For the foregoing reasons, we conclude that Centocor was not collaterally es-topped from raising invalidity defenses in the infringement action. We also hold that substantial evidence supports the jury verdict that the asserted claims are invalid for lack of an adequate written description. We further conclude that the district court did not abuse its discretion in denying AbbVie’s motion for a new trial with respect to the jury’s written description verdict. We therefore affirm the district court’s judgments in both the infringement action and the interference action.

AFFIRMED

1 . Claims 11 and 64 are multiply-dependent from other claims that are not at issue in these appeals.

2 . 35 U.S.C. § 146 has been amended by the Leahy-Smith American Invents Act ("AIA”), Pub.L. No. 112-29, §§ 3, 9, 125 Stat. 284, 290-91, 316, which was enacted on September 16, 2011. We refer to the pre-AIA version of the statute because the interference action was filed before the enactment date of the AIA.

3 . Paragraph 1 of 35 U.S.C. § 112 was replaced with newly designated § 112(a) by § 4(c) of the AIA and § 4(e) of the AIA makes those changes applicable "to any patent application that is filed on or after” September 16, 2012. Pub.L. No. 112-29, § 4, 125 Stat. at 296-97. Because the applications resulting in the patents at issue in this case were filed before that date, we refer to the pre-AIA version of § 112.

4 . 35 U.S.C. § 141 has been amended by the AIA, Pub.L. No. 112-29, § 7, 125 Stat. at 314. We refer to the pre-AIA version of the statute.

5 . AbbVie did not substantively challenge the district court's holding of obviousness of the asserted claims.

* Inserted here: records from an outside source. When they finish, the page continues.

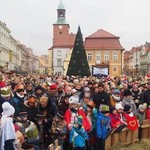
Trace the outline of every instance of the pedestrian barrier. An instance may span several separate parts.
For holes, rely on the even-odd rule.
[[[105,143],[106,150],[109,150],[112,146],[115,146],[117,143],[121,144],[131,144],[139,141],[139,131],[138,128],[135,131],[131,131],[125,127],[120,133],[112,133]],[[141,139],[150,138],[150,120],[144,120],[143,125],[141,126]]]
[[[60,150],[60,146],[58,145],[58,140],[55,140],[55,143],[50,144],[48,150]]]

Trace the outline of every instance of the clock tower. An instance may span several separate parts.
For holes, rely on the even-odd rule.
[[[65,13],[66,9],[61,0],[57,9],[57,22],[53,24],[53,42],[55,42],[56,38],[69,35],[69,24],[66,23]]]

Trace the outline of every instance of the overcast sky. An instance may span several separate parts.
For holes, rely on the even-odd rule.
[[[34,54],[48,54],[59,3],[60,0],[0,0],[0,20]],[[119,36],[126,50],[150,42],[150,0],[63,0],[63,3],[70,32],[76,33],[80,25],[86,37],[104,29]]]

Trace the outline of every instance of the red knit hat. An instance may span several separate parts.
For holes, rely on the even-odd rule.
[[[50,86],[50,90],[56,90],[57,89],[57,84],[52,84]]]

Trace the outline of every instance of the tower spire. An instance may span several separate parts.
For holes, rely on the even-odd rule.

It might therefore be concluded that we could affirm that court’s obviousness holding and proceed no further. However, as an “inferior” court, we are well-advised to review more than one issue raised before us on appeal, lest higher authority find error in any basis for a more limited review. Cardinal Chem. Co. v. Morton Int’l, Inc., 508 U.S. 83, 97-98, 113 S.Ct. 1967, 124 L.Ed.2d 1 (1993) ("[T]he Federal Circuit is not a court of last resort.... [Its] decision to rely on one of two possible alternative grounds (nonin-fringement rather than invalidity) did not strip it of power to decide the second question, particularly when its decree was subject to review by this Court.” (emphasis in original));- see also Wm. Wrigley Jr. Co. v. Cadbury Adams USA LLC, 683 F.3d 1356 (Fed.Cir.2012) (affirming invalidity based on anticipation and obviousness); Verizon Servs. Corp. v. Cox Fibernet Va., Inc., 602 F.3d 1325 (Fed.Cir.2010) (same); Union Pac. Res. Co. v. Chesapeake Energy Corp., 236 F.3d 684 (Fed.Cir.2001) (affirming invalidity based on indefiniteness and lack of enablement). Because the written description issue constituted the principal basis of AbbVie's appeal to this court, we proceed to consider the written description issue rather than affirm merely on any procedural defect or omission relating to the obviousness issue.

6 . We were aided in our consideration of this issue by amicus curiae briefs filed by Eli Lilly and Co. el al. and Professor Oskar Liivak of Cornell Law School.